Kamyar Mazloum Jalali, Elahe Mosayebnejad Roudbaneh
Abstract
Open AccessHBV infection remains a major cause of chronic liver disease and hepatocellular carcinoma worldwide. HBx is a key regulatory protein involved in viral persistence and host-virus interactions, yet its sequence variability in Middle Eastern populations remains insufficiently characterized. In this study, the HBx region was screened in 50 Iranian patients with chronic HBV infection, and four representative samples with distinct HRM profiles were selected for sequencing. Several newly identified substitutions were detected, including two glycine substitutions (G37A and G73V) and one proline substitution (P32H), while G43D corresponded to a previously reported variant. Among these, Gly73 variants were recurrent across multiple samples. Qualitative structural modeling of full-length HBx suggested that these substitutions may contribute to subtle local conformational changes near regulatory regions; however, these observations remain preliminary and require experimental validation.
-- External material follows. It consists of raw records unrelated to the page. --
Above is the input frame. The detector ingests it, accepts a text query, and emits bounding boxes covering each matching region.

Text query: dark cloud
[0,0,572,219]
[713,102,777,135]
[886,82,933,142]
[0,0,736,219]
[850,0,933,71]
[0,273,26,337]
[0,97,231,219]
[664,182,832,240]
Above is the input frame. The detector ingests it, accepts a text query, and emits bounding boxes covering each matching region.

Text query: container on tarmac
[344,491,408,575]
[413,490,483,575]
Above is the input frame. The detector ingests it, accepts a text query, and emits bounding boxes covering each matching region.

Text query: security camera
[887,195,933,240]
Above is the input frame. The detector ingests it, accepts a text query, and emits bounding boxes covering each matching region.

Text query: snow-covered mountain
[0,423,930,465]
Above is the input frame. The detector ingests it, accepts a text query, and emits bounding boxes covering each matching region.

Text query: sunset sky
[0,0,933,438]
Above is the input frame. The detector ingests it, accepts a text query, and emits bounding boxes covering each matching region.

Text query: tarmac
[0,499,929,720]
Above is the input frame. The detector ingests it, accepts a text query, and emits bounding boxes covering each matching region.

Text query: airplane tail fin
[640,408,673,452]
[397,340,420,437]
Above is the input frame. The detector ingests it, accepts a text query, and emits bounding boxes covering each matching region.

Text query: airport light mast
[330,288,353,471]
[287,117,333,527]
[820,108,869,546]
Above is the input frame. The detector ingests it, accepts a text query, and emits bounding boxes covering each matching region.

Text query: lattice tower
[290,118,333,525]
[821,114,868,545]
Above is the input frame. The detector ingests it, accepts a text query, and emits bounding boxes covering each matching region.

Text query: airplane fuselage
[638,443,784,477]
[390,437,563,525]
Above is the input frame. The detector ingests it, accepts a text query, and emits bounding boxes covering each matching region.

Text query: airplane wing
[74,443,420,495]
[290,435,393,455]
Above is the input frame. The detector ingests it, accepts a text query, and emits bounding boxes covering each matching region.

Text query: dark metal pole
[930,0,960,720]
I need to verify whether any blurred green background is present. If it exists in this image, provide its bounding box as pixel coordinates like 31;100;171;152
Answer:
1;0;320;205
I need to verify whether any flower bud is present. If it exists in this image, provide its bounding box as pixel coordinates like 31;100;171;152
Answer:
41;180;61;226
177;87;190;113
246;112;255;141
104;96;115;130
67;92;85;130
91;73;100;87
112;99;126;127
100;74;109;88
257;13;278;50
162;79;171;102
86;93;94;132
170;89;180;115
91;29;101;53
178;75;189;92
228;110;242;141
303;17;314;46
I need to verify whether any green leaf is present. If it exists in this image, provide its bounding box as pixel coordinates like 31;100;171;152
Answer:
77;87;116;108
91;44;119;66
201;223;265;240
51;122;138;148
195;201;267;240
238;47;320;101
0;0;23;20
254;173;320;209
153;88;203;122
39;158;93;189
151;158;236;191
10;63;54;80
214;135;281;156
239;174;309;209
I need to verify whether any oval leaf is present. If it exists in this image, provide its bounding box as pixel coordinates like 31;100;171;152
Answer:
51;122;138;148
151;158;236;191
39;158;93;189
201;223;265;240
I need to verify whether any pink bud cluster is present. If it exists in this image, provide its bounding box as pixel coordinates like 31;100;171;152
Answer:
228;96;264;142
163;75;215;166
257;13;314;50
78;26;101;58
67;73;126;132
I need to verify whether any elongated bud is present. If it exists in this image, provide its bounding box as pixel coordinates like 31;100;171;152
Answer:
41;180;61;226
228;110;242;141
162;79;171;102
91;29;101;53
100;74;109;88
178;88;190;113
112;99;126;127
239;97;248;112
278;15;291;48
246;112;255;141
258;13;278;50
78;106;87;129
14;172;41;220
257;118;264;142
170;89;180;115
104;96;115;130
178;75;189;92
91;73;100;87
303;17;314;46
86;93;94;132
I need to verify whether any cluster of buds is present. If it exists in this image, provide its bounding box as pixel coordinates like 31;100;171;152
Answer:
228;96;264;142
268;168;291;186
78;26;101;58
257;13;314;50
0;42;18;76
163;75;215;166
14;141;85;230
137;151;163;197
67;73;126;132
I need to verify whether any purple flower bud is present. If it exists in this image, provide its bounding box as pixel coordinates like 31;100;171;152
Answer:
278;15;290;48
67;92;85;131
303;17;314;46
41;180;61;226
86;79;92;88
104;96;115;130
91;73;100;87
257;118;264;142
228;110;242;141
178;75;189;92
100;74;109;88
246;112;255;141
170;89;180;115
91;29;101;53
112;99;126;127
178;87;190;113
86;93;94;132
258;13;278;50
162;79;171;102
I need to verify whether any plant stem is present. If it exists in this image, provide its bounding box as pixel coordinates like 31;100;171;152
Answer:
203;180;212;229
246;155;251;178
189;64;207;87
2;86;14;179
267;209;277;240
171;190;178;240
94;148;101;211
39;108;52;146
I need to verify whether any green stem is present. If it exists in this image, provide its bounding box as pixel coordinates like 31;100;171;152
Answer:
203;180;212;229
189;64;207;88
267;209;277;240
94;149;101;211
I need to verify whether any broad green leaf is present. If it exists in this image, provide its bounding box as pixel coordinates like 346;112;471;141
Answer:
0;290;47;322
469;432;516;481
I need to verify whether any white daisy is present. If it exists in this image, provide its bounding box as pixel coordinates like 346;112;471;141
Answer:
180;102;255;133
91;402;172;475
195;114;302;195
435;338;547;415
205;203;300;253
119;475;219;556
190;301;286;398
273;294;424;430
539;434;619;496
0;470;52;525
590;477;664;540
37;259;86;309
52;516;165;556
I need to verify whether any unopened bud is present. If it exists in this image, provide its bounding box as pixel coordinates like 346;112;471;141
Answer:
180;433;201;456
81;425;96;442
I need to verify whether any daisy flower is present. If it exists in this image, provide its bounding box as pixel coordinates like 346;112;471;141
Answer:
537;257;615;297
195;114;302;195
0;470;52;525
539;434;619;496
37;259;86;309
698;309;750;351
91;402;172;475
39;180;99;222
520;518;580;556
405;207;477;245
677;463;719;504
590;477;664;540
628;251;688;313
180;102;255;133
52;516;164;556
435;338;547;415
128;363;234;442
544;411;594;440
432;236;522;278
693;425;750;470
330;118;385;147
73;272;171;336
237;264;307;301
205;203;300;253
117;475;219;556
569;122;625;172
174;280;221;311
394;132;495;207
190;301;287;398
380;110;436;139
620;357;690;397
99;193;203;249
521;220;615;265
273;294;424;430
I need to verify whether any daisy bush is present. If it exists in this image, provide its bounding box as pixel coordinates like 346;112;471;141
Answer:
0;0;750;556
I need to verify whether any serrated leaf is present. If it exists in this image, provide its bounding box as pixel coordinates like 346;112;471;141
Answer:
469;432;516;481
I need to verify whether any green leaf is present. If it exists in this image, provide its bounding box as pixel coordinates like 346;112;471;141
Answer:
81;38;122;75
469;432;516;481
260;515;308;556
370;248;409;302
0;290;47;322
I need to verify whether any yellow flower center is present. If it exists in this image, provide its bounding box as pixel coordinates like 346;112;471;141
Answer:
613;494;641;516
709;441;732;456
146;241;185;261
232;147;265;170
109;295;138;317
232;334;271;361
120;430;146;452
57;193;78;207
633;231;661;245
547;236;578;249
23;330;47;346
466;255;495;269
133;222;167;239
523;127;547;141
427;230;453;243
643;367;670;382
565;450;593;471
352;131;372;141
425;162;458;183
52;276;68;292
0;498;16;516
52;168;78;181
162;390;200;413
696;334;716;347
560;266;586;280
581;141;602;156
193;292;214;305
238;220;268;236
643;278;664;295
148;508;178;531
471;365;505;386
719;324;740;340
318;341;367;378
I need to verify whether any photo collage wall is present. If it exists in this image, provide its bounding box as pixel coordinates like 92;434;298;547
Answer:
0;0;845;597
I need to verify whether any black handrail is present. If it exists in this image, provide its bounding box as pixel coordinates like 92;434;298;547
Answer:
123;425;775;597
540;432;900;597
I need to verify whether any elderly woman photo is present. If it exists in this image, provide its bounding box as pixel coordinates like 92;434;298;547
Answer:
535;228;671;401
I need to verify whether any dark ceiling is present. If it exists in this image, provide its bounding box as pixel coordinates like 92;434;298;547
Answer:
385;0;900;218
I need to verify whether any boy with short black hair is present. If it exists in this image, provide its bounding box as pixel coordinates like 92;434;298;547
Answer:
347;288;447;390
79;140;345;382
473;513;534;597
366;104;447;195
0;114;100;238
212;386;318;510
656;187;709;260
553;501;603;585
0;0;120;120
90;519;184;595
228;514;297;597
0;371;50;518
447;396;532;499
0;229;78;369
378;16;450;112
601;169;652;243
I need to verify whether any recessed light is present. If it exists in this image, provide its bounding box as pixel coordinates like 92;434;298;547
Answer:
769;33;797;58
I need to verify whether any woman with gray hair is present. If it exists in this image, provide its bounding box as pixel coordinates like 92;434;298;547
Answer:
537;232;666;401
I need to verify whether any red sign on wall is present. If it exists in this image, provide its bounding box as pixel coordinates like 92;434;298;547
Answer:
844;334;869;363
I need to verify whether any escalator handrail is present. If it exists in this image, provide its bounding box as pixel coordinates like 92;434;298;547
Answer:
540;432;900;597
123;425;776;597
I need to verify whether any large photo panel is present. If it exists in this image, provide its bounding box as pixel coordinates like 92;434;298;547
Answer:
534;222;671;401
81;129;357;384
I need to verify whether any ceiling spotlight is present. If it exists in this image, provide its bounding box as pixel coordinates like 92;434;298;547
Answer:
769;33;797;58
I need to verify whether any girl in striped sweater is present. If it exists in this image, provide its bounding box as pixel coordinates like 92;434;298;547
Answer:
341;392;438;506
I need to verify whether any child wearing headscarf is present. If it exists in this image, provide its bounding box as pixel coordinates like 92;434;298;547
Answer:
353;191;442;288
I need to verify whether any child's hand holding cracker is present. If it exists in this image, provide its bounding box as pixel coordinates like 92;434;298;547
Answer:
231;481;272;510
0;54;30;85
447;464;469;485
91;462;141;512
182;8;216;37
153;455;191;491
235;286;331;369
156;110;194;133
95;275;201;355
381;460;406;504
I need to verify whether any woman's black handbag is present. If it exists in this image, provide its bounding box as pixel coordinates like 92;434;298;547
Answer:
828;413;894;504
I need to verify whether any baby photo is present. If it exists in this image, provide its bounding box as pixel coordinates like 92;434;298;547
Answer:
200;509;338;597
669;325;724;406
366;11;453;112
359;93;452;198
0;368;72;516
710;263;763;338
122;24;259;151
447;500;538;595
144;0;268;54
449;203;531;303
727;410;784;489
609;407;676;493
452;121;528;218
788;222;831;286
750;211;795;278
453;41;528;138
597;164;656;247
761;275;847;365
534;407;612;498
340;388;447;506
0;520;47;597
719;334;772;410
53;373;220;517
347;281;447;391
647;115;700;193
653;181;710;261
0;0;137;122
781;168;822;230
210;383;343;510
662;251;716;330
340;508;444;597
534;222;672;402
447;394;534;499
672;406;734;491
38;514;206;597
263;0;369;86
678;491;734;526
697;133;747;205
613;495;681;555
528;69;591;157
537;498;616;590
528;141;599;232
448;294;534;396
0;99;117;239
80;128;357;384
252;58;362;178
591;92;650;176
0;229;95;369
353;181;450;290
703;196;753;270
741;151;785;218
Clinical and biochemical parameters showed heterogeneous patterns across cases, with Gly73 variants detected in patients with higher viral loads, although no statistically significant associations were observed due to the small sample size. All sequences belonged to genotype D. Overall, this exploratory analysis expands the existing catalog of HBx variability in a Middle Eastern cohort and highlights several newly identified substitutions that warrant further investigation in larger functional studies.